Though deciding between the Surface Book and the Surface Pro 4 was an agonizing choice for PCWorld editors, customers apparently know what they want: The Surface Pro 3—yes, the older one.
AdDuplex, a Windows-specific ad network which compiles data on Windows machines, estimates that an even third of all Surface users are using a Surface Pro 3, a convertible tablet Microsoft phased out when its successor, the Surface Pro 4, began shipping in late 2015. SP4 sales are closing fast, though: AdDuplex said they’re about 30.9 percent of all Surface tablets that it detected.
The real mystery, though, is why Surface Book sales have been so slow: in fact, the firm puts its market share at just 3.6 percent of all Surface products. Not only are the SP3 and SP4 outselling the Book by roughly a 10:1 ratio, but the original Surface Pro (6.9 percent) still has almost twice the user base of the Book.
(We asked AdDuplex for the actual numbers they had for the different Surface models, but the company declined. Microsoft representatives did not immediately respond to a request for comment.)
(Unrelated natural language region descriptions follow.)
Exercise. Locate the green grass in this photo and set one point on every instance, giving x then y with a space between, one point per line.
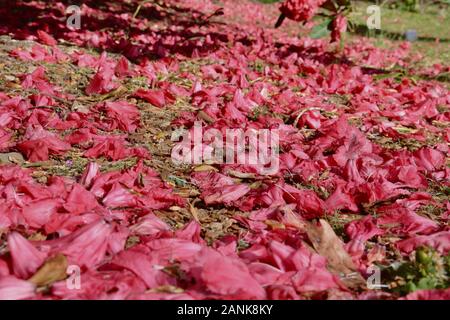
432 24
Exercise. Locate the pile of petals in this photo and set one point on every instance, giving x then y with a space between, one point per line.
353 143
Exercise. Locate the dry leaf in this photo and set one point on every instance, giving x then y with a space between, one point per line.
328 244
205 167
54 269
193 210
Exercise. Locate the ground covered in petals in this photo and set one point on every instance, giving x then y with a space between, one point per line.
92 205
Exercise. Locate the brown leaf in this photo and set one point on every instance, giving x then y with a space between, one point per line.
193 210
54 269
328 244
11 157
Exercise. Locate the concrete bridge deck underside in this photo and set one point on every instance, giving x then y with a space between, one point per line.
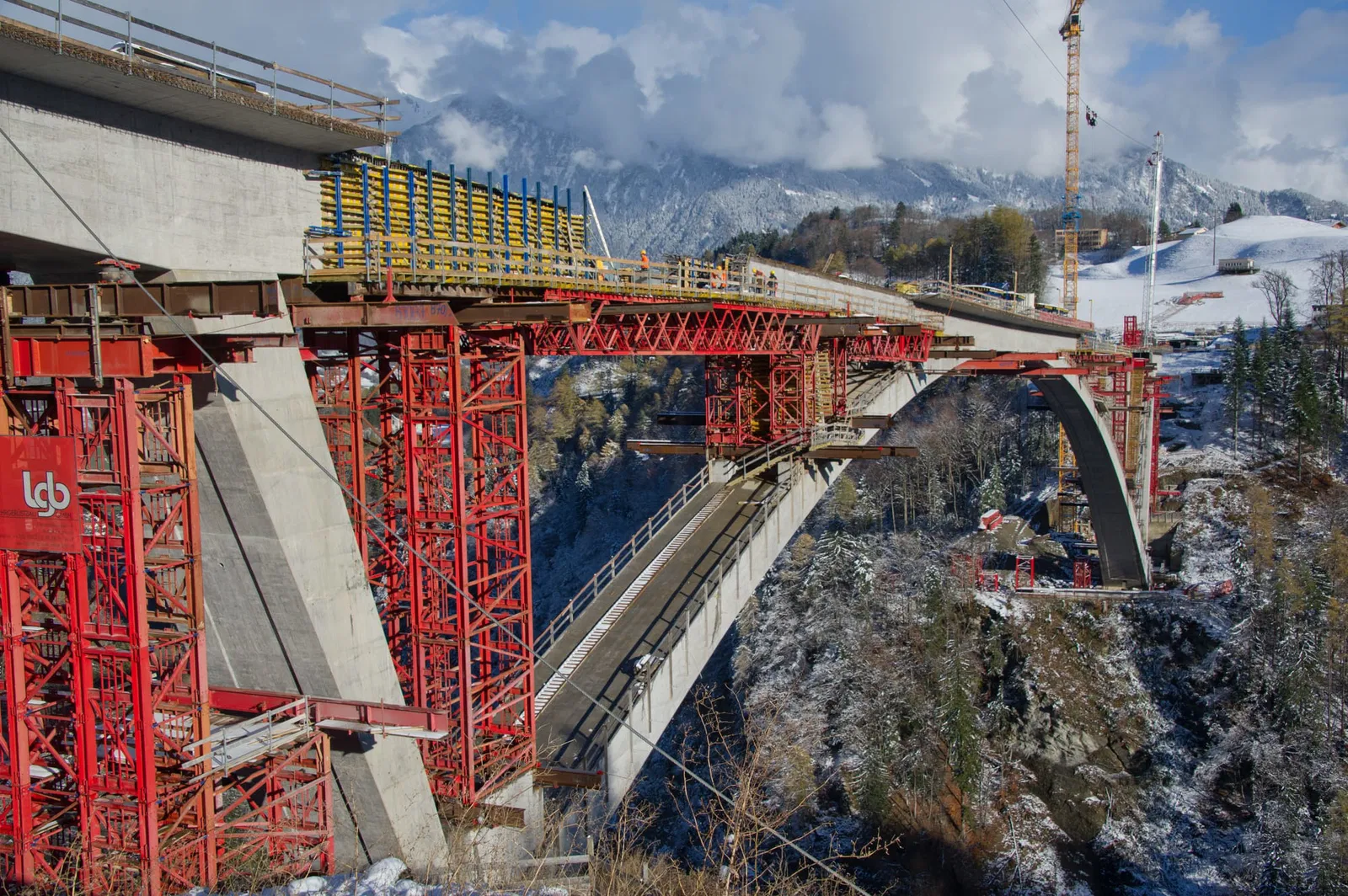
572 729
What this means: Lacking more specific numbers, it’s unclear whether the Surface Book is unpopular or simply niche. We don’t know how many Surface Books were produced compared to how many Surface Pros. AdDuplex noted that the Surface Book remains in limited distribution: In addition to the United States, it’s available in Austria, Australia, China, France, Germany, Japan, New Zealand, Switzerland, and the the United Kingdom. We’d expect price matters, too—the Book ranges from $1,499 to $3,199, while the Surface Pro 4 begins at $849. (Microsoft is even selling the $599 Surface Pro 3 online again.) The Surface Book has also had a history of hardware glitches. A February update solved its “hotbox” problems, but its June 20 firmware update only promised to reduce the number of “unexpected shutdowns” while in a sleep state.
AdDuplex: HP is Windows 10’s champion
AdDuplex also provided a snapshot of which manufacturers have sold the most Windows 10 PCs—not Windows PCs, but Windows 10 PCs—to date. Of the installed base of Windows 10 PCs, AdDuplex found that HP had manufactured the most, which nearly twice as many as Dell.
These numbers are less suprising, if only because the rankings of top PC vendors change on a quarter-by-quarter basis, though familiar names clog the upper ranks. (During the first quarter of 2016, Lenovo, HP, Dell, Apple, and Asus shipped the most PCs worldwide.) If AdDuplex’s numbers are accurate, that means that HP would be Microsoft’s key partner in terms of pushing Windows 10, followed by Dell and Lenovo.
Microsoft’s own significance as a hardware maker pales by comparison, as the firm is only seventh among its hardware partners. But Microsoft has said time and again that it strives to create new categories of hardware for its partners to own. Given the rather sizeable number of Surface-like convertible tablets we’ve seen from Microsoft’s partners, it’s clearly achieved this with the Surface line of tablets. As for the Book? It appears the jury is still out.
The unanswered question this report raises is whether Microsoft will build a Surface Book 2. It seems unlikely that Microsoft would abandon the Book, given the massive amount of press coverage the original Book generated. If Microsoft always intended the Book to be a halo product rather than a mass-market success, that’s one thing. But if sales are less than hoped-for, Microsoft might reconsider.